Methyl jasmonate (MeJA), a natural phytohormone, played a critical role not only in plant growth but also in plant defense response to biotic and abiotic stresses. MYC2, a basic helix-loop-helix transcription factor, is a master regulator in MeJA signaling pathway. In the present work, mutants were generated by the clustered regularly interspaced short palindromic repeats and associated Cas9 protein (CRISPR/Cas9) system to investigate the role of in tomato plant growth and fruit disease resistance induced by exogenous MeJA. The results showed that mutants possessed a higher number of flowers and a lower fruit setting rate in comparison with wild-type plants. In addition, the fruit shape of s mutant was prolate, while the control fruits were oblate. Knockout of significantly decreased the activities of disease defensive and antioxidant enzymes, as well as the expression levels of pathogen-related (PR) genes ( and ) and the key genes related to jasmonic acid (JA) biosynthesis and signaling pathway including (), (), , and (), and consequently aggravated the disease symptoms. By contrast, the disease symptoms were largely reduced in MeJA-treated fruit that possessed higher activities of these enzymes and expression levels of genes. However, the induction effects of MeJA on fruit disease resistance and these enzymes' activities and genes' expressions were significantly attenuated by knockout of . Therefore, the results indicated that played positive regulatory roles not only in the growth of tomato plants but also in MeJA-induced disease resistance and the antioxidant process in tomato fruits.Pan Shu, Ziye Li, Dedong Min, Xinhua Zhang, Wen Ai, Jiaozhuo Li, Jingxiang Zhou, Zilong Li, Fujun Li, Xiaoan Li
1117 related Products with: CRISPR/Cas9-Mediated Mutagenesis Adverse to Tomato Plant Growth and MeJA-Induced Fruit Resistance to .
200assays961 kit(96 Wells)200 ug96T202 modules1000 100 G5x96 well plate0.2 mgRelated Pathways
#7779147 // To Up
Studies on the in vitro and in vivo genotoxicity of [2,2-dimethyl-6- (4-chlorophenyl)-7-phenyl-2,3-dihydro-1H-pyrrolizine-5-yl]-acetic acid.

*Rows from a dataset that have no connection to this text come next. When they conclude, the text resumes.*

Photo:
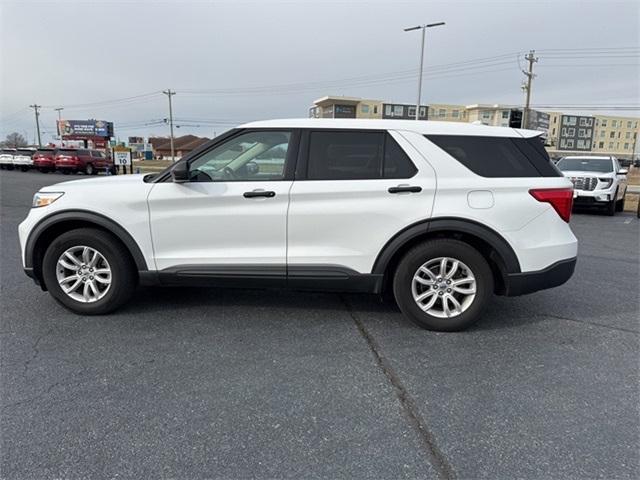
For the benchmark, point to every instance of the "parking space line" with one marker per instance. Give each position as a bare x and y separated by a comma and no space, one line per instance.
436,457
595,324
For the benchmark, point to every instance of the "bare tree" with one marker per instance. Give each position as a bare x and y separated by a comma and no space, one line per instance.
14,140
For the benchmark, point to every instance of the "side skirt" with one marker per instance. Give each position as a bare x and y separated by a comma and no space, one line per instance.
296,277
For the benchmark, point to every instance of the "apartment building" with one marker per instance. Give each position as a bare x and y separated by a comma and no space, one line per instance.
563,133
615,135
597,135
354,107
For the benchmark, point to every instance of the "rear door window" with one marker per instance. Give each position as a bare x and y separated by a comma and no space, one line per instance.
497,156
356,155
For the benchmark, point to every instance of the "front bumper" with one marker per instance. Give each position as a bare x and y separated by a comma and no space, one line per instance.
529,282
590,197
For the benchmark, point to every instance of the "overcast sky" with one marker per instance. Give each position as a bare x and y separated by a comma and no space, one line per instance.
236,61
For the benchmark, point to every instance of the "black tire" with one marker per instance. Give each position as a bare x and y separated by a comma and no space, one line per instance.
123,274
433,249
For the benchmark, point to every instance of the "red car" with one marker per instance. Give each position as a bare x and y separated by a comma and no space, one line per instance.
44,159
69,160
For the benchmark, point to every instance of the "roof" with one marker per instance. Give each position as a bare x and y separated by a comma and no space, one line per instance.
419,126
591,157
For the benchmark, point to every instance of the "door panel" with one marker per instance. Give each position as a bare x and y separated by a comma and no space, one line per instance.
348,222
212,223
233,209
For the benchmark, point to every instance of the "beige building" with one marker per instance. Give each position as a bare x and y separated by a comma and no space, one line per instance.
611,135
615,135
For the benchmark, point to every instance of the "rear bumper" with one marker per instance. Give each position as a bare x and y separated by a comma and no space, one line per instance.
529,282
44,163
592,197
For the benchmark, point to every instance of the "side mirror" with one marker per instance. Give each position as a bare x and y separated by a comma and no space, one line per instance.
180,172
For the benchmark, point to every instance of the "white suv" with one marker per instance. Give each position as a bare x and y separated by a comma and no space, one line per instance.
441,214
598,181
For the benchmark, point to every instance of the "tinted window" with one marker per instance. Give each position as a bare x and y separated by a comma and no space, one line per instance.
246,157
396,162
345,155
583,164
495,156
352,155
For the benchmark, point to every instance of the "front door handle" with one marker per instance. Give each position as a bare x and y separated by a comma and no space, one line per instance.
405,188
259,193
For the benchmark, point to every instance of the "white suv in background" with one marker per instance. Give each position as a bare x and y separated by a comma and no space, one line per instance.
444,215
597,181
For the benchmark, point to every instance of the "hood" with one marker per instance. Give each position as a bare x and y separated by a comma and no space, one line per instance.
101,182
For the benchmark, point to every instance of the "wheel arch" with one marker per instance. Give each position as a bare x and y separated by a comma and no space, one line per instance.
499,254
57,223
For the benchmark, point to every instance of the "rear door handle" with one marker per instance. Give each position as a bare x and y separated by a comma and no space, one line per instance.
405,188
259,193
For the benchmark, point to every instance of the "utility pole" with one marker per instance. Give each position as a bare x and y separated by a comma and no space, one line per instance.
424,29
169,93
531,58
59,110
35,109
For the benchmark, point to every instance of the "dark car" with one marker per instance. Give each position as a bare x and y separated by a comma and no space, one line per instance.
44,159
81,160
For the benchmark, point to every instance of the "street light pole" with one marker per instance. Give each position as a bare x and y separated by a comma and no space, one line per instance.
424,29
35,107
170,93
59,110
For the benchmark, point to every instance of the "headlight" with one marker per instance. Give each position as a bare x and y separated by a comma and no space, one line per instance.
607,182
42,199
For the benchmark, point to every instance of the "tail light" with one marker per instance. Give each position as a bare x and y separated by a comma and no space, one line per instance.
561,199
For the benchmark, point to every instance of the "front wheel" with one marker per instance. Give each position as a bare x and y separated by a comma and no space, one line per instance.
89,271
443,285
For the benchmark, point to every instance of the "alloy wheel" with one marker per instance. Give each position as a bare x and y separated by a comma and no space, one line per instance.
83,274
443,287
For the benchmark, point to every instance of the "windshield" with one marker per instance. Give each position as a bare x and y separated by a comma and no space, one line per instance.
585,164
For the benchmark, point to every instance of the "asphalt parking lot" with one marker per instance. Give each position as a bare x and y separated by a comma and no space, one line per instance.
209,383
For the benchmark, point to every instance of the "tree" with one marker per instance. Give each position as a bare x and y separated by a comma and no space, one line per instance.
14,140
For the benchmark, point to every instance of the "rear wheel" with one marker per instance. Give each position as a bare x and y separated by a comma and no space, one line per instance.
443,285
89,271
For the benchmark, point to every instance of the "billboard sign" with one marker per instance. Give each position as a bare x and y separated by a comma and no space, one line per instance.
121,156
537,120
85,128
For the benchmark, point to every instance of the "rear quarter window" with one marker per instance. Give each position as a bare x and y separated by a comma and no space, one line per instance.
498,156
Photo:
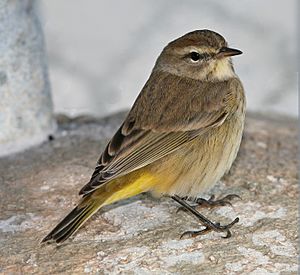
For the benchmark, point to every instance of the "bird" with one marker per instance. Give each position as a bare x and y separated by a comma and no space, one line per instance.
180,137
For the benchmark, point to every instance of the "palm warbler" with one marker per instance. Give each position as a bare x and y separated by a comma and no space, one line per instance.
181,135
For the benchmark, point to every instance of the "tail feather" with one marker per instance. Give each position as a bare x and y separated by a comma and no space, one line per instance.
71,223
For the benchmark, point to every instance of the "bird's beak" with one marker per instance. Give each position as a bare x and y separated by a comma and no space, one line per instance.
225,52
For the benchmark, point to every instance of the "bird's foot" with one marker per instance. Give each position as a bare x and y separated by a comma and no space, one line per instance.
209,225
211,202
217,227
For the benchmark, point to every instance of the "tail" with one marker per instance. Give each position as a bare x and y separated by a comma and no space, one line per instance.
73,221
111,192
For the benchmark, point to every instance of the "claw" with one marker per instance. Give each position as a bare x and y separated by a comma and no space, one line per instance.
205,221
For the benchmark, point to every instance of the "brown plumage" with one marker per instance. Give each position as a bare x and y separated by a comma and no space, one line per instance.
181,135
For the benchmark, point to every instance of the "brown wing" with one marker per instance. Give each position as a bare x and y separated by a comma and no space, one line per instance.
161,120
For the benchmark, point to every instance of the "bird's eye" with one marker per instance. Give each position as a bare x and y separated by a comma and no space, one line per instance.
195,56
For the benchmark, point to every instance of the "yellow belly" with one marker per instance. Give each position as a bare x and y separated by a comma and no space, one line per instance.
188,171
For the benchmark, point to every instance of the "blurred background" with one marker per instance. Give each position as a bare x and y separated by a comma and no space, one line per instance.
101,53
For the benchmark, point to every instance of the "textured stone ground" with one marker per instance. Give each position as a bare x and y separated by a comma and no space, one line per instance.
141,235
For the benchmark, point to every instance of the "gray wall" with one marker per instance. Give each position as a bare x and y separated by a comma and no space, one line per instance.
101,52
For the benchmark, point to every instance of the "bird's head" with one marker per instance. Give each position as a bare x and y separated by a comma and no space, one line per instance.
201,55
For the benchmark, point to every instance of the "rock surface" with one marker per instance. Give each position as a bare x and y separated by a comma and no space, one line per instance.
25,102
141,235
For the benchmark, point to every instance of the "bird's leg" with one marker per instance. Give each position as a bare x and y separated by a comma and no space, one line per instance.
209,225
211,202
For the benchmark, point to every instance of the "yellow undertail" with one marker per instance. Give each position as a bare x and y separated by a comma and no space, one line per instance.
118,189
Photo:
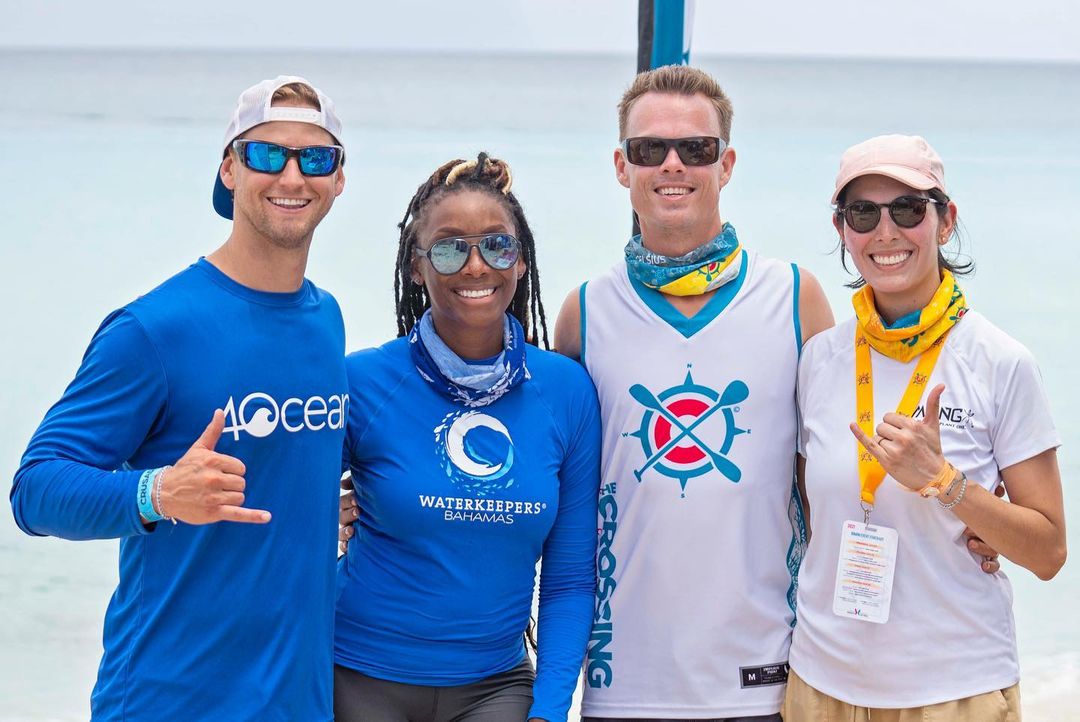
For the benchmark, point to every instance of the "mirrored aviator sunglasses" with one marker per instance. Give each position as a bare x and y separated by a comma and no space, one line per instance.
906,212
699,150
264,157
448,256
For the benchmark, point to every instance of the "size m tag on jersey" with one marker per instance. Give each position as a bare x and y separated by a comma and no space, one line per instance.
864,572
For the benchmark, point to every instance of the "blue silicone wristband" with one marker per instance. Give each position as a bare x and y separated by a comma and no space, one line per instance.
145,495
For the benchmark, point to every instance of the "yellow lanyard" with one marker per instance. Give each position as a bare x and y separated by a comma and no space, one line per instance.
871,472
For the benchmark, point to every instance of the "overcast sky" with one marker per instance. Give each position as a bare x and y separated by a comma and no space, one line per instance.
972,29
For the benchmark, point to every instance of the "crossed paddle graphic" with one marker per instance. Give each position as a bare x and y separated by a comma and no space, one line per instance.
736,393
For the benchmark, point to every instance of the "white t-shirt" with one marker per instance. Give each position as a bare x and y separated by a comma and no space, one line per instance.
699,536
950,631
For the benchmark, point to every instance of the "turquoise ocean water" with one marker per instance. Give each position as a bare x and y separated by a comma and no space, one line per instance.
107,163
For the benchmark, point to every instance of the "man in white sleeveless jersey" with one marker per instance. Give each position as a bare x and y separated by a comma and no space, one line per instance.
692,342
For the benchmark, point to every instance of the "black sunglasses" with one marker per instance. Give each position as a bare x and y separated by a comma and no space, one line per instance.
700,150
264,157
906,212
448,256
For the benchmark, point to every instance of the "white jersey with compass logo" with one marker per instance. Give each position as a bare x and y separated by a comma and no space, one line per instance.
700,536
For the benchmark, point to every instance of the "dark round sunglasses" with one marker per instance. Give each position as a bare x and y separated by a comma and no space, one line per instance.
906,212
264,157
448,256
701,150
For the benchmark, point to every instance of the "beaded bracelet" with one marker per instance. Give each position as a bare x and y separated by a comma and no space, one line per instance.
963,488
144,496
157,493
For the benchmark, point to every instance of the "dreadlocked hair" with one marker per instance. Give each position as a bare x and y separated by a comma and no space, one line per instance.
486,175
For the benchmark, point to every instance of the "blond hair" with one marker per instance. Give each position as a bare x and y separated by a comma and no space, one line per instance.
297,94
677,80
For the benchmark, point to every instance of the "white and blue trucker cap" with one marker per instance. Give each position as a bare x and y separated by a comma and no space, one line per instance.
254,108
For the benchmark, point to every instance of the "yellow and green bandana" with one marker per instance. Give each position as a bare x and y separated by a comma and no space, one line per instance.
704,269
946,308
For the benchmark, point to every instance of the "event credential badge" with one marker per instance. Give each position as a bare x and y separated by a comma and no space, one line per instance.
864,572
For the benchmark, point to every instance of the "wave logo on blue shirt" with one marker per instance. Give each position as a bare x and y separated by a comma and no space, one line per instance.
475,451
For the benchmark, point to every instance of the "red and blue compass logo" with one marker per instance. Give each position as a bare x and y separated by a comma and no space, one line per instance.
674,434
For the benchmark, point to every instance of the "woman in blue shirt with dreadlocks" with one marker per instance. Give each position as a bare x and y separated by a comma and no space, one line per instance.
474,454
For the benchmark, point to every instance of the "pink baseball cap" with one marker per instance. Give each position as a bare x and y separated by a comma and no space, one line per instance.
905,158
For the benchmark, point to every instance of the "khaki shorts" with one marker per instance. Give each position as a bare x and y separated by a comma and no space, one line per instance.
805,704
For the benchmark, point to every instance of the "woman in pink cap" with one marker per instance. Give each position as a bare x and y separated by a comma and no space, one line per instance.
913,413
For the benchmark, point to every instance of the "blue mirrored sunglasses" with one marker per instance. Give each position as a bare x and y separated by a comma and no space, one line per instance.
264,157
448,256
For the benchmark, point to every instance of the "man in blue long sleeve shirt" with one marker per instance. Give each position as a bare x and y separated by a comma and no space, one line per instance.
227,612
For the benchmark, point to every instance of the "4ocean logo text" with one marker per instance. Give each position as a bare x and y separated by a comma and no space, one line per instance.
259,414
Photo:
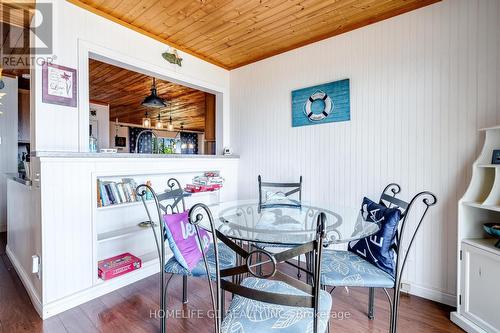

[2,2-Dimethyl-6-(4-chlorophenyl)-7-phenyl-2,3-dihydro-1H-pyrrolizine-5- yl]-acetic acid (CAS 156897-06-2, ML 3000) was examined for genotoxic activity in bacteria and mammalian cells in vitro as well as in vivo. The substance did not increase gene mutation frequencies either in a bacterial system or in a cultured V79 cell line of the Chinese hamster. Both in vitro tests were conducted in the presence and absence of S9-mix. In the unscheduled DNA synthesis assay in vitro with primary rat hepatocytes, negative results were also obtained. A cytogenetic analysis of the bone marrow of male and female Wistar rats was performed. After oral application ML 3000 did not increase the number of cells with structural chromosomal aberrations. The results suggest that ML 3000 has no genotoxic potential in vitro and in vivo.A Heidemann, S Tries, S Laufer, J Augustin
1072 related Products with: Studies on the in vitro and in vivo genotoxicity of [2,2-dimethyl-6- (4-chlorophenyl)-7-phenyl-2,3-dihydro-1H-pyrrolizine-5-yl]-acetic acid.
100 G100ug Lyophilized100ug Lyophilized100ug Lyophilized100ug Lyophilized100ug100ug Lyophilized100ug Lyophilized10 mg100ug100ug Lyophilized100ug LyophilizedRelated Pathways
#7907874 // To Up
Mechanism of anti-inflammatory action of fepradinol.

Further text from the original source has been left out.